2. Avoid using order
DBMS does ordering execution frequently, so the user doesn’t have to care which ordering operation is performing
- Use All option
For example UNION, if you don’t need repeated data, you can use UNION ALL instead UNION
1.
SELECT * FROM CLASS_A
UNION
SELECT * FROM CLASS_B
2.
SELECT * FROM CLASS_A
UNION ALL
SELECT * FROM CLASS_B
Use EXISTS rather than DISTINCT
DISTINCT will exclude repeated data. When you try to combine two tables, you shall use EXISTS instead of DISTINCT to avoid ordering.
For example,
1. SELECT DISTINCT I.item_no FROM Items I INNER JOIN SalesHistory SH ON I.item_no = SH.item_no;
2. SELECT item_no FROM Items I WHERE EXISTS
(SELECT * FROM SalesHistory SH WHERE I.item_no=SH.item_no);
3.(MAX/MIN) use index
When you use MAX and MIN two math functions, these two will do ordering but if the parameter has index, it will seek not scan all the table
4.Write the statement in WHERE than HAVING
1.
SELECT sale_date, SUM(quantity) FROM SalesHistory
GROUP BY sale_date
HAVING sale_date = ‘2010-10-2’;
2.
SELECT sale_date, SUM(quantity) FROM SalesHistory
WHERE sale_date= ‘2010-10-2’ GROUP BY sale_date
The second example (WHERE) has better performance. There are two reasons. Firstly, index works on where statement. Secondly, GROUP BY will do ordering and hashing executions. Hence we have to minimize the row to improve the performance of ordering. Index does not work on HAVING.

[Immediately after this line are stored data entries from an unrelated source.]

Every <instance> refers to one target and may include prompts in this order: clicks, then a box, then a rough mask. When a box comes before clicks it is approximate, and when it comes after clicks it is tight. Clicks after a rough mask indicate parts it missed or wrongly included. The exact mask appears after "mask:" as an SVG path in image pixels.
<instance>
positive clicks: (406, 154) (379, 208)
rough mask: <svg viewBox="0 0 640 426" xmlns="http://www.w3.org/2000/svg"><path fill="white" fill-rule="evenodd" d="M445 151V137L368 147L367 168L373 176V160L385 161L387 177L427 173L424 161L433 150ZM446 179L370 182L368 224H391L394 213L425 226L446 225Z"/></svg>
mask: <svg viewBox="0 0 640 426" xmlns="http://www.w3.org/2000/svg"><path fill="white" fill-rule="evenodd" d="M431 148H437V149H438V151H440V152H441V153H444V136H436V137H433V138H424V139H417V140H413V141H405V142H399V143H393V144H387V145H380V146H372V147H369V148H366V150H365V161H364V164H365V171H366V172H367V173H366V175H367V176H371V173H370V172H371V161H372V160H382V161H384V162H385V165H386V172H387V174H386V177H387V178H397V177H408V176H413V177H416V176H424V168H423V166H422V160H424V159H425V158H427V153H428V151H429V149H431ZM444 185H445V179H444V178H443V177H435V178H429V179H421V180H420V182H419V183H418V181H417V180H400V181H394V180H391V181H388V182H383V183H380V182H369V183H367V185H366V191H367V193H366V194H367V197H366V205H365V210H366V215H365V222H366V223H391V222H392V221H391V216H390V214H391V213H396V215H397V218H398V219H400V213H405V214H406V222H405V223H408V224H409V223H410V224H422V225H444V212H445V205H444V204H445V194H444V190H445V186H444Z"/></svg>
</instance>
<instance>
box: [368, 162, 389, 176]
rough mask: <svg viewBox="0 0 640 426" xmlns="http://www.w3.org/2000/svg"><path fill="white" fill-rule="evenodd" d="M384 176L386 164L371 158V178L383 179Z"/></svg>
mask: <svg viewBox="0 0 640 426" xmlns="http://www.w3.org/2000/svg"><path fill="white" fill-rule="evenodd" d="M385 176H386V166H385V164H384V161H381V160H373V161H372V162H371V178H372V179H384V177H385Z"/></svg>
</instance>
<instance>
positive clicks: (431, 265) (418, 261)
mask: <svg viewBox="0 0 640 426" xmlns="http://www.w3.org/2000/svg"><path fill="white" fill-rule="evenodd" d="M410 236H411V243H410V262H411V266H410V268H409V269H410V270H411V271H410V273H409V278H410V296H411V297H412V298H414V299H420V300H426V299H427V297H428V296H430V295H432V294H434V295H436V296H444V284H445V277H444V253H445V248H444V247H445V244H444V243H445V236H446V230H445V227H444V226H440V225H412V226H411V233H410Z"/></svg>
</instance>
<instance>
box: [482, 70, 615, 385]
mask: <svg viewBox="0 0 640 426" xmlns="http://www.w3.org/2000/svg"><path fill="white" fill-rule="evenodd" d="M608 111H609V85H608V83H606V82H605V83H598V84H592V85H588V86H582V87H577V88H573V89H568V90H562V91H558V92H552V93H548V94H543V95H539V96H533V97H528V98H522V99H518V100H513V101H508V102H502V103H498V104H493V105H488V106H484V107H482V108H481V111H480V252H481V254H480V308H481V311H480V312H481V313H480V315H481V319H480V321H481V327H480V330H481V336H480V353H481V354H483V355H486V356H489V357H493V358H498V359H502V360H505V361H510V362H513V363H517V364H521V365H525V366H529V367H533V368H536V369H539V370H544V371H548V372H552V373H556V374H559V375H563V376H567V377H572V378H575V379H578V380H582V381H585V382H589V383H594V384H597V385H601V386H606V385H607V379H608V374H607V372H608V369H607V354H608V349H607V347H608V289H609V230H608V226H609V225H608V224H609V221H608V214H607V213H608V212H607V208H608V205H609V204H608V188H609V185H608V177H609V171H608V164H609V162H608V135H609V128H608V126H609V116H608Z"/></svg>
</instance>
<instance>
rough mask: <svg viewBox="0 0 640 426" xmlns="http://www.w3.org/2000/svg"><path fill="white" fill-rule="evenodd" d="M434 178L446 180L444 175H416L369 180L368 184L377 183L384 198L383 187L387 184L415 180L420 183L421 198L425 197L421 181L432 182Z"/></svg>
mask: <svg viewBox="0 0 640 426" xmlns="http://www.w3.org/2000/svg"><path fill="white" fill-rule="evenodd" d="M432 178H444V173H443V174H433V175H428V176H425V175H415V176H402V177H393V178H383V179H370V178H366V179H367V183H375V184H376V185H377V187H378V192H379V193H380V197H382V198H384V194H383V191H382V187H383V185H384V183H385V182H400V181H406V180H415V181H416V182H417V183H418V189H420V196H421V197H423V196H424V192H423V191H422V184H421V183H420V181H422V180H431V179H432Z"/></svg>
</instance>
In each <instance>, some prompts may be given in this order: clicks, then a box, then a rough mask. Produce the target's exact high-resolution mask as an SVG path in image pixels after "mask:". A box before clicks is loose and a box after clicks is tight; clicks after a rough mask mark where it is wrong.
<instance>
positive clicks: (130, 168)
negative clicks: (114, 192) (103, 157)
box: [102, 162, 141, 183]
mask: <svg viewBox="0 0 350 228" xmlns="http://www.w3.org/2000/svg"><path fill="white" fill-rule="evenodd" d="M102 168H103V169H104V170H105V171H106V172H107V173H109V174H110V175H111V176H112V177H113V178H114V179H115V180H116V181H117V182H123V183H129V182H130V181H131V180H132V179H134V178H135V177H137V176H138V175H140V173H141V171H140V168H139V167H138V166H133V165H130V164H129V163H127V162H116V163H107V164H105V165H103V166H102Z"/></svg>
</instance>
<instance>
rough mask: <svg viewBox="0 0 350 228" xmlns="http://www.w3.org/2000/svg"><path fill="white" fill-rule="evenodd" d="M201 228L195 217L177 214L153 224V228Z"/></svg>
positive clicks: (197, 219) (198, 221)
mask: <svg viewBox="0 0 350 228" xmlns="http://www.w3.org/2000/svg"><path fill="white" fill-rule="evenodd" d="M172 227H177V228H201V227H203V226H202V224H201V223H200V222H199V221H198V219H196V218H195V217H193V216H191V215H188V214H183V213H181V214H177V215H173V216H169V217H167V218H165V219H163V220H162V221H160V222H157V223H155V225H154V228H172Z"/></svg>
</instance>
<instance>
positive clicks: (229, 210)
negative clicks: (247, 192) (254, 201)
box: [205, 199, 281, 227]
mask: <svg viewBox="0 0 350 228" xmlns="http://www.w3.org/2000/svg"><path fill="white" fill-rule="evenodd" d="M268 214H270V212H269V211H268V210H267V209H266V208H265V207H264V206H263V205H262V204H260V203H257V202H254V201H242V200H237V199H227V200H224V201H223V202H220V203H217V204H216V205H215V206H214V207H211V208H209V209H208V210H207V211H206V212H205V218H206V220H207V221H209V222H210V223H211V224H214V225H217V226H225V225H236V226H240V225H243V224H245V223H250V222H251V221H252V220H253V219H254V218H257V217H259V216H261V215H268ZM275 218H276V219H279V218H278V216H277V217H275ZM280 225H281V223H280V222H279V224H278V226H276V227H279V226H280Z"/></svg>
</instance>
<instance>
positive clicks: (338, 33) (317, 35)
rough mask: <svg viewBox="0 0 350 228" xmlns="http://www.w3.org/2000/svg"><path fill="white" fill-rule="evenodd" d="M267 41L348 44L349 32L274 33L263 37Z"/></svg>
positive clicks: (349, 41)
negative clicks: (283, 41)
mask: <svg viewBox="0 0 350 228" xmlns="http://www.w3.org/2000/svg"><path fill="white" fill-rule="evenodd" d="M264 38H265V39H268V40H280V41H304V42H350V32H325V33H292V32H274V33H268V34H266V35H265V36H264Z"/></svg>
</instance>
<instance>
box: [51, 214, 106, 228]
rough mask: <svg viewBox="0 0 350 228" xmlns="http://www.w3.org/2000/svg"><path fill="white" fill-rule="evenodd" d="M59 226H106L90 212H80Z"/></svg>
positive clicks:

5. Reduce the intermediary table
Intermediary table needs lots of memory and it is hard to use index, therefore minimize the use of intermediary table is a key to improve table performance.
Use HAVING
SELECT * FROM(SELECT sale_date, MAX(quantity) AS max_qty FROM SalesHistroy
GROUP BY sale_date)TMP WHERE max_qty >= 10;
Do not build extra middle table, use Having
SELECT sale_date, MAX(quantity) FROM SalesHistory
GROUP BY sale_date HAVING MAX(quantity) >= 10
The above five tips are the key method to improve overall SQL performance, but the most important thing is to find the fundamental problem and then solve it.